Am Landestheater Neustrelitz: Schillers »Maria Stuart«

  • Hans-Dieter Schütt
  • Lesedauer: 5 Min.

Der linke Mensch braucht Theorien, Thesen und Traktate. Jüngste politische Pamphlete (auch in dieser Zeitung) schwingen lüstern die Volkstrennsäge. Denn da muss doch ideologische Ordnung reinzubringen sein: Man propagiert ein gutes »Volk der Linken« - und feilt so an klarer Kante gegen das verderbte »Volk der Rechten«. Man spintisiert sich ein Begriffseigentum herbei und hält dies leidenschaftlich für Wirklichkeit. Das deutsche Reinheitsgebot lacht, wendet sich ab (also dem Volke zu) und bleibt lieber beim Bier.

Gedanken zum Volk sind unumgänglich, wenn man Friedrich Schillers »Maria Stuart« sieht. Zum Beispiel derzeit am Landestheater Neubrandenburg/Neustrelitz. Hektische Dispute, dazu das Murmeln der Massen vorm Palast. Die Königin und ihre Funktionäre wechseln ständig die Bezeichnung: »das Volk ... der Pöbel ... die Menge ... mein Volk«. Das bleibt ein verknäultes Ding. Ist drängende Kraft und trübe Brache. Projektionsfläche und pragmatischer Lümmel. Wie stets: Wer das Volk befreien wollte, hat es doch nie begriffen; wer es erziehen wollte, hat es doch nie geliebt. Wer es erzog, hat es nie befreit; und wer es je begriff, konnte es niemals mehr lieben.

Goethe nannte die Französische Revolution das entsetzlichste Ereignis seines Lebens. Schiller, der Enthusiast, benötigte für seine Enttäuschung einige Zeit. Mit »Maria Stuart« schrieb er die sich von der Seele. Aus Revolutionären waren Schreckensmänner geworden, und so zeichnete er eine Immerdar-Welt: Fortschrittler, die Weichen stellen wollten, legten Leichen aus. Statt eines machtvollen Geschäfts der Politik nur eine miese Politik des mächtigen Geschäfts.

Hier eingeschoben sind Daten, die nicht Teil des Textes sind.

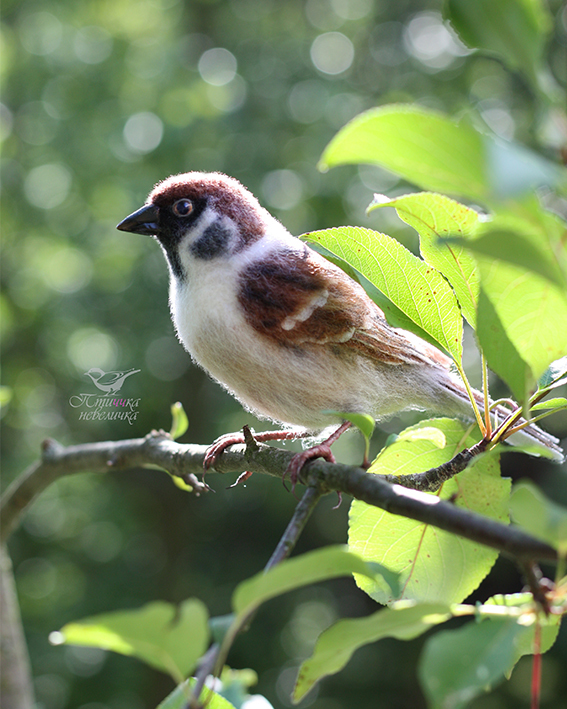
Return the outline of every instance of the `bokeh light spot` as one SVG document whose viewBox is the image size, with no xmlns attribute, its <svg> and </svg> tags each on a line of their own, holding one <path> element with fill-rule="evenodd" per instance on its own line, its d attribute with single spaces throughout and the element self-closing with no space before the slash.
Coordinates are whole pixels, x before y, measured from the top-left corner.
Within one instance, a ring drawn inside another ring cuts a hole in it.
<svg viewBox="0 0 567 709">
<path fill-rule="evenodd" d="M 61 44 L 63 26 L 50 12 L 34 12 L 23 18 L 20 39 L 30 54 L 51 54 Z"/>
<path fill-rule="evenodd" d="M 456 57 L 469 54 L 452 30 L 445 26 L 438 12 L 414 15 L 404 31 L 406 50 L 432 69 L 448 67 Z"/>
<path fill-rule="evenodd" d="M 207 86 L 207 98 L 211 105 L 223 113 L 232 113 L 246 101 L 246 82 L 238 74 L 223 86 Z"/>
<path fill-rule="evenodd" d="M 303 197 L 303 182 L 293 170 L 273 170 L 262 180 L 264 199 L 276 209 L 292 209 Z"/>
<path fill-rule="evenodd" d="M 60 163 L 34 167 L 24 181 L 26 199 L 34 207 L 53 209 L 62 204 L 71 189 L 71 173 Z"/>
<path fill-rule="evenodd" d="M 75 293 L 90 281 L 93 265 L 90 258 L 69 247 L 56 249 L 45 260 L 41 275 L 48 286 L 59 293 Z"/>
<path fill-rule="evenodd" d="M 373 0 L 331 0 L 331 7 L 344 20 L 360 20 L 373 8 Z"/>
<path fill-rule="evenodd" d="M 151 153 L 161 143 L 162 138 L 163 123 L 150 111 L 135 113 L 124 126 L 124 140 L 135 153 Z"/>
<path fill-rule="evenodd" d="M 80 372 L 86 372 L 91 367 L 112 369 L 118 361 L 119 351 L 110 335 L 94 327 L 85 327 L 71 335 L 67 342 L 67 354 Z"/>
<path fill-rule="evenodd" d="M 112 37 L 97 25 L 81 27 L 75 34 L 73 48 L 85 64 L 100 64 L 112 52 Z"/>
<path fill-rule="evenodd" d="M 207 49 L 199 59 L 198 68 L 201 78 L 207 84 L 224 86 L 236 76 L 236 57 L 222 47 Z"/>
<path fill-rule="evenodd" d="M 311 61 L 324 74 L 342 74 L 354 60 L 354 46 L 342 32 L 325 32 L 313 40 Z"/>
</svg>

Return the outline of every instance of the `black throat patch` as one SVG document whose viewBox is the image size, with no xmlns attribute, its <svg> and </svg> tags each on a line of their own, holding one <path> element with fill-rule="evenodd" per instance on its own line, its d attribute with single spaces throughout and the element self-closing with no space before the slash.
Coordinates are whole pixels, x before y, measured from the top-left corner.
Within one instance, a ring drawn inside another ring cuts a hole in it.
<svg viewBox="0 0 567 709">
<path fill-rule="evenodd" d="M 228 252 L 231 237 L 232 231 L 215 221 L 191 244 L 191 253 L 195 258 L 210 261 Z"/>
</svg>

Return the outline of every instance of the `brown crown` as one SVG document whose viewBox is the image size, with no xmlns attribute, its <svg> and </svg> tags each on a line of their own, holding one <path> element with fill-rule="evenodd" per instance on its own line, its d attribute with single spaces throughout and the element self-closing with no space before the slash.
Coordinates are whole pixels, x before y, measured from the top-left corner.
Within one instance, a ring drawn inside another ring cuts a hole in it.
<svg viewBox="0 0 567 709">
<path fill-rule="evenodd" d="M 173 204 L 178 199 L 207 198 L 209 205 L 230 217 L 249 237 L 264 233 L 266 212 L 258 200 L 234 177 L 220 172 L 185 172 L 171 175 L 154 187 L 147 203 L 158 207 Z"/>
</svg>

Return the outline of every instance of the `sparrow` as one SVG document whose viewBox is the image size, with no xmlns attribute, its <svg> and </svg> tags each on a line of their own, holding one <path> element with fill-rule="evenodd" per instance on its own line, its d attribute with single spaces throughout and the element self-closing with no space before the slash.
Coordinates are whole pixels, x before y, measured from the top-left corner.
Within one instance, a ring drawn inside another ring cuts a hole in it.
<svg viewBox="0 0 567 709">
<path fill-rule="evenodd" d="M 122 389 L 124 380 L 132 374 L 140 372 L 140 369 L 128 369 L 126 372 L 103 372 L 98 367 L 91 367 L 85 372 L 86 377 L 90 377 L 93 384 L 101 391 L 106 392 L 104 396 L 110 396 Z"/>
<path fill-rule="evenodd" d="M 358 283 L 292 236 L 236 179 L 172 175 L 117 228 L 159 242 L 173 323 L 193 360 L 256 416 L 293 427 L 257 440 L 337 427 L 294 457 L 293 483 L 307 460 L 334 461 L 330 444 L 350 426 L 337 412 L 380 420 L 418 409 L 473 418 L 451 359 L 391 327 Z M 481 393 L 474 395 L 482 404 Z M 502 420 L 510 412 L 497 413 Z M 558 440 L 535 425 L 516 437 L 563 460 Z M 205 468 L 237 442 L 242 434 L 221 436 Z"/>
</svg>

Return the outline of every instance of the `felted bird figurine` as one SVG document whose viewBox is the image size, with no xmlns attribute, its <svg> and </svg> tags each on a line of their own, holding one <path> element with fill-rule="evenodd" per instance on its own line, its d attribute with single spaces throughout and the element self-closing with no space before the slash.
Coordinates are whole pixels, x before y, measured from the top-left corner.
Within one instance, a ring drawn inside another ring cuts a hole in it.
<svg viewBox="0 0 567 709">
<path fill-rule="evenodd" d="M 194 361 L 257 416 L 296 427 L 259 440 L 337 427 L 295 456 L 294 482 L 310 458 L 334 461 L 330 443 L 350 424 L 333 412 L 379 420 L 419 409 L 472 419 L 451 360 L 391 327 L 358 283 L 292 236 L 234 178 L 168 177 L 117 228 L 160 243 L 173 322 Z M 474 396 L 483 401 L 480 392 Z M 509 414 L 496 412 L 500 420 Z M 242 434 L 218 439 L 206 466 L 242 440 Z M 557 439 L 535 425 L 514 440 L 563 460 Z"/>
</svg>

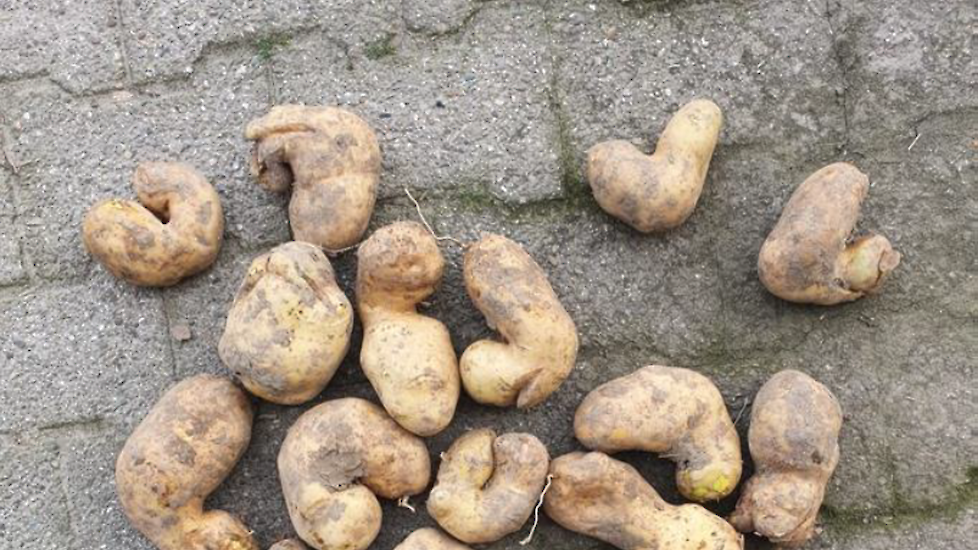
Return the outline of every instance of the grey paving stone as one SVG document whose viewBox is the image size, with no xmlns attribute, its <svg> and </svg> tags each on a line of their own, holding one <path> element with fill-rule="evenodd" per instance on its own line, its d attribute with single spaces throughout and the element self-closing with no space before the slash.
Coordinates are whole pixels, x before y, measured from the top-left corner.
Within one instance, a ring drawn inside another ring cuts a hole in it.
<svg viewBox="0 0 978 550">
<path fill-rule="evenodd" d="M 480 8 L 476 0 L 402 0 L 401 6 L 408 30 L 428 34 L 457 32 Z"/>
<path fill-rule="evenodd" d="M 125 83 L 112 0 L 0 1 L 0 81 L 46 75 L 72 92 Z"/>
<path fill-rule="evenodd" d="M 822 540 L 810 544 L 812 549 L 833 550 L 968 550 L 973 546 L 978 529 L 978 512 L 969 508 L 952 517 L 884 518 L 889 525 L 876 527 L 868 532 L 850 532 L 835 535 L 827 532 Z M 857 526 L 858 529 L 858 526 Z"/>
<path fill-rule="evenodd" d="M 0 436 L 0 546 L 61 550 L 72 544 L 57 445 Z"/>
<path fill-rule="evenodd" d="M 20 259 L 20 227 L 15 220 L 13 189 L 0 171 L 0 286 L 22 282 L 27 273 Z"/>
<path fill-rule="evenodd" d="M 265 4 L 268 30 L 288 38 L 318 30 L 334 43 L 359 52 L 404 30 L 401 0 L 278 0 Z"/>
</svg>

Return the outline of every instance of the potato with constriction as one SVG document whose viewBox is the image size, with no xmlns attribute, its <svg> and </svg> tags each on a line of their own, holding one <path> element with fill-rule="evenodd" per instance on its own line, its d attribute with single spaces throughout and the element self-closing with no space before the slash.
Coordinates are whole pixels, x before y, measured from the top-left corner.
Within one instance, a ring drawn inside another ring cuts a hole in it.
<svg viewBox="0 0 978 550">
<path fill-rule="evenodd" d="M 426 527 L 407 536 L 394 550 L 471 550 L 437 529 Z"/>
</svg>

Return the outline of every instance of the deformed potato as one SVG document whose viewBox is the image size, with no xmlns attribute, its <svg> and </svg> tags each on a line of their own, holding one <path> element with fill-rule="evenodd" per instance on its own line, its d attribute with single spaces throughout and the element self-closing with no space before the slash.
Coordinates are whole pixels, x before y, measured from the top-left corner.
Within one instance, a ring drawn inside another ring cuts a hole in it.
<svg viewBox="0 0 978 550">
<path fill-rule="evenodd" d="M 289 517 L 317 550 L 364 550 L 380 531 L 377 497 L 416 495 L 428 485 L 424 443 L 363 399 L 327 401 L 289 429 L 278 455 Z"/>
<path fill-rule="evenodd" d="M 227 378 L 195 376 L 163 394 L 116 461 L 132 525 L 160 550 L 257 550 L 237 518 L 203 509 L 248 447 L 251 422 L 247 396 Z"/>
<path fill-rule="evenodd" d="M 499 540 L 533 513 L 549 462 L 546 447 L 530 434 L 468 432 L 442 459 L 428 513 L 462 542 Z"/>
<path fill-rule="evenodd" d="M 475 342 L 459 362 L 462 385 L 476 401 L 532 407 L 570 374 L 577 328 L 547 275 L 515 242 L 486 235 L 464 257 L 465 288 L 503 342 Z"/>
<path fill-rule="evenodd" d="M 771 294 L 833 305 L 879 290 L 900 254 L 882 235 L 850 241 L 868 192 L 869 178 L 844 162 L 822 168 L 795 190 L 757 261 Z"/>
<path fill-rule="evenodd" d="M 170 286 L 214 263 L 224 214 L 217 191 L 179 162 L 144 162 L 132 186 L 139 202 L 108 199 L 85 214 L 85 248 L 113 275 L 139 286 Z"/>
<path fill-rule="evenodd" d="M 426 527 L 408 535 L 394 550 L 470 550 L 468 546 L 443 534 L 438 529 Z"/>
<path fill-rule="evenodd" d="M 309 550 L 309 547 L 296 539 L 285 539 L 276 542 L 268 550 Z"/>
<path fill-rule="evenodd" d="M 417 312 L 445 270 L 438 242 L 420 224 L 399 222 L 371 235 L 357 258 L 363 372 L 398 424 L 434 435 L 452 421 L 459 394 L 448 329 Z"/>
<path fill-rule="evenodd" d="M 643 233 L 682 225 L 699 201 L 722 125 L 720 108 L 698 99 L 673 115 L 652 155 L 624 140 L 595 145 L 587 159 L 594 198 Z"/>
<path fill-rule="evenodd" d="M 346 355 L 353 308 L 317 247 L 259 256 L 228 313 L 218 352 L 248 391 L 295 405 L 319 395 Z"/>
<path fill-rule="evenodd" d="M 727 522 L 697 504 L 672 506 L 624 462 L 603 453 L 570 453 L 550 465 L 543 509 L 565 529 L 622 550 L 741 550 Z"/>
<path fill-rule="evenodd" d="M 798 371 L 771 377 L 754 399 L 748 443 L 755 473 L 730 523 L 782 546 L 801 546 L 839 462 L 842 408 L 822 384 Z"/>
<path fill-rule="evenodd" d="M 251 171 L 270 191 L 292 187 L 297 241 L 339 250 L 360 240 L 377 199 L 380 147 L 360 117 L 335 107 L 279 105 L 245 129 Z"/>
<path fill-rule="evenodd" d="M 676 485 L 690 500 L 719 500 L 740 481 L 740 439 L 709 378 L 651 366 L 598 387 L 581 402 L 574 434 L 604 453 L 650 451 L 676 462 Z"/>
</svg>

In Neustrelitz inszenierte Marco Bahr (Ausstattung: Peter Sommerer). Die Bühne bietet Seitenwände aus grauen Steinblöcken. Als ziegle sich ein Bunker mit Marmor auf und hoffte, er gehe trotzdem noch durch als Palast. Hinten eine Glasveranda mit Quergang und tiefem Blick ins kalte Wesenlose. Königin Elisabeth tritt im Ornat aus Gold auf, nein, das Ornat tritt auf, das Weib darunter: in aufrechter Arroganz erfroren. Gewitzt: Elisabeth steigt aus ihrer Prunkrüstung, das goldene Kostüm steht leer auf der Bühne, wird hochgezogen, hängt fortan über der Szene: das Damokleskleid.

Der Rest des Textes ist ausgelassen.